The Thuringii or Toringi, were a Germanic tribe that appeared late during the Völkerwanderung in the Harz Mountains of central Germania still called Thuringia. It became a kingdom, which came into conflict with the Merovingian Franks, and it later came under their influence and Frankish control. The name is still used for one of modern Germany's federal states (Bundesländer).
The Thuringians do not appear in classical Roman texts under that name, but some have suggested that they were the remnants of the Suebic Hermanduri, the last part of whose name (-duri) could represent corrupted (-thuri) and the Germanic suffix -ing, suggests a meaning of "descendants of (the [Herman]duri)". This people were living near the Marcomanni. Tacitus in his "Germania", describes their homeland as being where the Elbe starts, but also having colonies at the Danube and even within the Roman province of Rhaetia.
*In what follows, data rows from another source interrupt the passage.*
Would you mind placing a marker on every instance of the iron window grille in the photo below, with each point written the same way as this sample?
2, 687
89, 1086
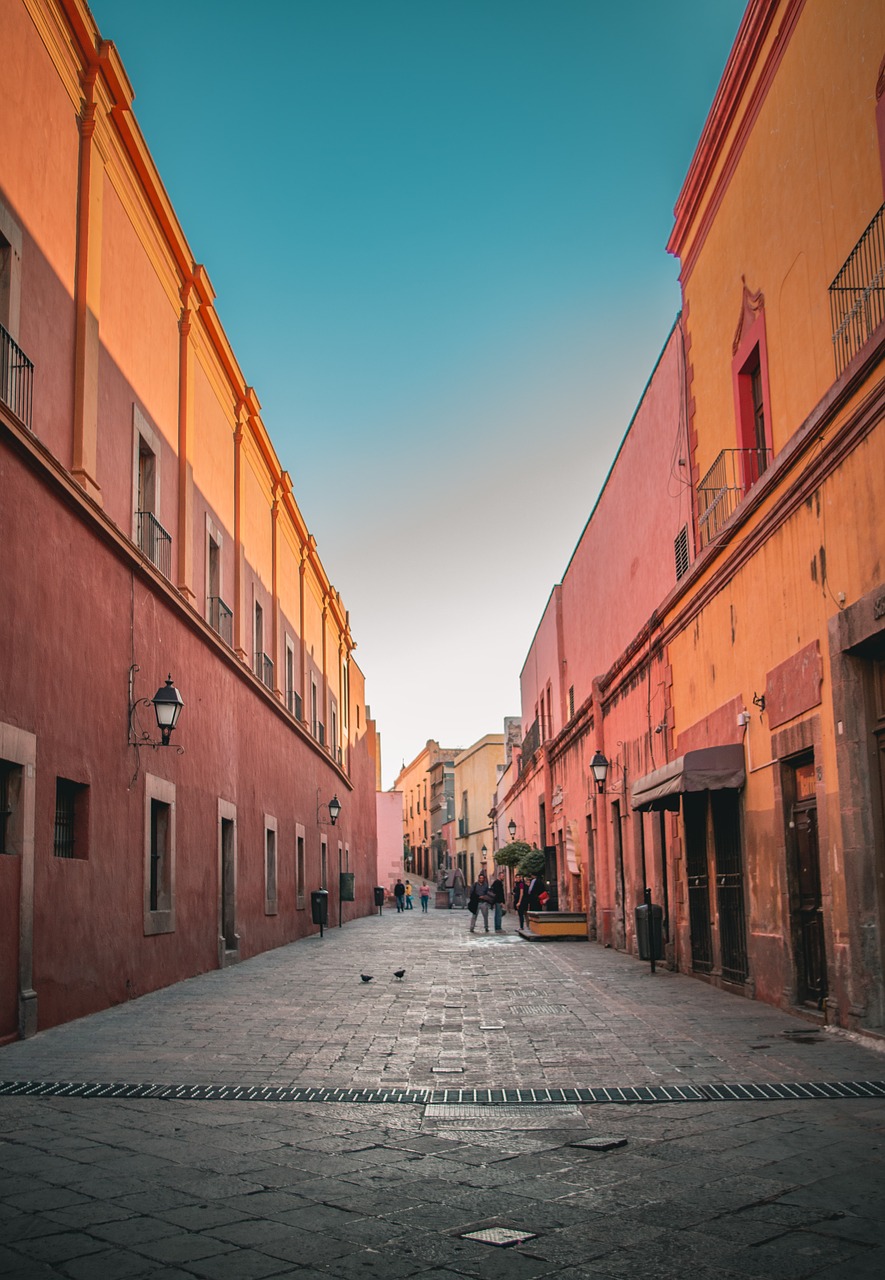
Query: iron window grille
154, 542
857, 295
16, 378
725, 484
220, 618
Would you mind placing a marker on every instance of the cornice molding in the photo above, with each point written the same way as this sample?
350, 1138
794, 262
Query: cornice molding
734, 112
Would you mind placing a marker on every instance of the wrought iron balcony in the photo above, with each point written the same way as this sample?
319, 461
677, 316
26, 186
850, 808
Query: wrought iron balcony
530, 744
16, 378
154, 542
857, 295
728, 480
220, 618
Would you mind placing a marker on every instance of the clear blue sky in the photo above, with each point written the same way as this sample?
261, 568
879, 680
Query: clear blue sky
437, 231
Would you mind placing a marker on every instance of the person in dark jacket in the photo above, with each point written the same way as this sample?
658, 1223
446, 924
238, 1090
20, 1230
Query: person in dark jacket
500, 895
520, 899
535, 888
480, 900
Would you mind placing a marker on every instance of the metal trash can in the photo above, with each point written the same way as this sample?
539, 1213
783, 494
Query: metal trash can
646, 937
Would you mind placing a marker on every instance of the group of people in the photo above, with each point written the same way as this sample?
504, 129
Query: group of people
528, 896
402, 895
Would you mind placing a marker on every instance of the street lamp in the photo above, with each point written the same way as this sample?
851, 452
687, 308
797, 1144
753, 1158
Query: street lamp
600, 771
168, 707
167, 703
333, 809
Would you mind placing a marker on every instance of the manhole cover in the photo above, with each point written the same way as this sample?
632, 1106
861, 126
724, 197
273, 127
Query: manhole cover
500, 1235
600, 1143
539, 1009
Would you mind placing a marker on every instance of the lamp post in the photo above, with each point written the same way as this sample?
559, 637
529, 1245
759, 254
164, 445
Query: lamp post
600, 771
168, 707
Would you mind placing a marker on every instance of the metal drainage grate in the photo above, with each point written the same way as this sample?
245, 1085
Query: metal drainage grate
506, 1116
787, 1092
500, 1235
538, 1010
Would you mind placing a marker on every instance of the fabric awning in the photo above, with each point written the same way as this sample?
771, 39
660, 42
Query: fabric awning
711, 768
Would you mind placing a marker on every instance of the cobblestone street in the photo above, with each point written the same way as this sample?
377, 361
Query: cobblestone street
287, 1118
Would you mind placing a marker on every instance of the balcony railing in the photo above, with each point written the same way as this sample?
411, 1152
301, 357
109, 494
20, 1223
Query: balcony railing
857, 295
154, 542
264, 670
220, 618
728, 480
16, 378
530, 744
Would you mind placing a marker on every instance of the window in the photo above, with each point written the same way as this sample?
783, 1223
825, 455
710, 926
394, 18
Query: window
159, 855
299, 867
259, 640
292, 696
269, 865
749, 373
10, 808
160, 850
218, 613
228, 941
147, 533
71, 819
680, 552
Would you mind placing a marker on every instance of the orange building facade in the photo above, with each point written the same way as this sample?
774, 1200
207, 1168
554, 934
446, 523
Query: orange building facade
778, 644
147, 528
719, 638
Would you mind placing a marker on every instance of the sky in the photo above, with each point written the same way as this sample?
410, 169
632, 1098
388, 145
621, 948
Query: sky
436, 231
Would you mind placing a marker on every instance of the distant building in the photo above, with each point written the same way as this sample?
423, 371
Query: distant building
419, 853
475, 780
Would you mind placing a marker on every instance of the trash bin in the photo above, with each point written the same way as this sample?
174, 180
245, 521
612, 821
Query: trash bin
646, 937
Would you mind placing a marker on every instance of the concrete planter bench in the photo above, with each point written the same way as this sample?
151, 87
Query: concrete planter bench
556, 924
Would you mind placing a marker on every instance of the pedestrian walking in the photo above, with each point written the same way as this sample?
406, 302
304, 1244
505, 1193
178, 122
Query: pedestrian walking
500, 896
535, 890
480, 900
520, 899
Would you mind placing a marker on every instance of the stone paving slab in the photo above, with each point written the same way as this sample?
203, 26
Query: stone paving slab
174, 1187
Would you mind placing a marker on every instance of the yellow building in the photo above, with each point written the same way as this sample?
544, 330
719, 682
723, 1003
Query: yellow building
477, 772
775, 634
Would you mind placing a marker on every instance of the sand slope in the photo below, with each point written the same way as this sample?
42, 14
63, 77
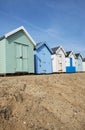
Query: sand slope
43, 102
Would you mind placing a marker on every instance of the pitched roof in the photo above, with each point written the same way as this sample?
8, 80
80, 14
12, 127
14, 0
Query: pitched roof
55, 49
77, 55
15, 31
38, 45
68, 53
83, 59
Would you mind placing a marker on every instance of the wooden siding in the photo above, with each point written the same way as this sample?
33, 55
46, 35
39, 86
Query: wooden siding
58, 62
9, 54
43, 60
3, 56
Claudius Ptolemy mentions neither the Hermunduri nor the Thuringians in his geography but instead the Teuriochaemae, living in just north of the Sudetes mountains, thought to be the Erzgebirge. These may also be connected to later Thuringians. ("Chaemae" may represent a version of the Germanic word for "home". Ptolemy also mentions a people called the Bainochaimai to the west of the Elbe. He also apparently spells the name of the Chamavi in a similar way.) The formation of this people may have had also been influenced by two longer-known tribes more associated with the eastern bank of the lower Elbe river, northeast of Thuringia, because the Carolingian law code written for them was called the "law of the Angles and Varini that is the Thuringians". Much earlier, Tacitus in his "Germania", for example, had grouped these two tribes among the more distant Suebic tribes, living beyond the Elbe, and near a sea where they worshiped Herthus. (Pliny the Elder had listed the Varini as a Vandalic, or East Germanic tribe, rather than Suebian.) These two tribes are among Germanic groups known to have been found north of the Danube in this period. Procopius in his "Gothic Wars" describes the land of the Varini as being south of the Danes, but north of the Slavs, who were in turn north of unfarmed lands which lay north of the Danube. He also mentions a story about a marriage alliance between the Varini and the Angles in England, indicating long distance links.